Clean and wash curry leaves in lot of water few times and dry them on a clean cotton cloth. You can even leave it for few hours to overnight, until they are moisture-free. (I have shared an alternate method to clean the leaves in the stepwise instructions in the post)
Dry roast chana dal and urad dal until golden. When they are half roasted, add red chilies and fry until golden.
Reduce the heat to low and add cumin, coconut and sesame seeds. Fry them until the seeds begin to sizzle. Remove and cool completely.
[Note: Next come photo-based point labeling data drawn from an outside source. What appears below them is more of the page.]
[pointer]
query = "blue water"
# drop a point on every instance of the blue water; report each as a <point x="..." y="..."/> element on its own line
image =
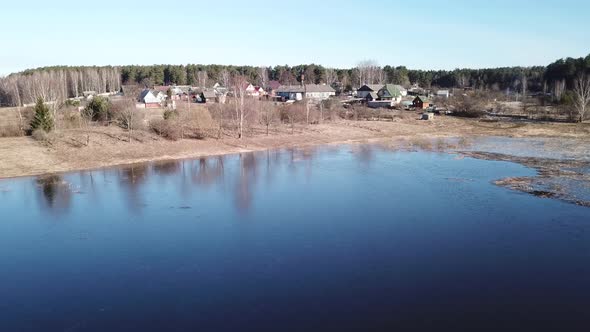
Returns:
<point x="330" y="239"/>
On Stovetop: To the same pan, add oil and heat. Fry curry leaves until they turn crisp. Add the garlic to the hot pan and stir for a minute. Turn off and cool them.
In Oven: Spread the curry leaves on 2 trays and place them in the oven in the middle and lower levels of your oven. Turn on the oven at 60 C (140 F) for 10 to 12 mins. The leaves turn crisp. This method doesn't need oil. Adjust the time as needed and remove them in time as they burn faster. The lower tray takes a little longer. So move it to the middle rack after 10 mins. You can add the garlic during the last 1 to 2 minutes to remove any moisture on the surface.
Powder them together along with salt in a grinder/blender. Store curry leaves powder in an air tight glass jar and use as needed for idli, dosa, upma, oats or rice.
To make curry leaves rice, cook 1 ½ cups rice and cool it completely. Add some roasted crushed peanuts, 2 to 2.5 tbsp curry leaves powder, little more salt and extra virgin olive oil, coconut oil or hot ghee.
Mix the rice. Adjust the quantity of podi and oil as needed.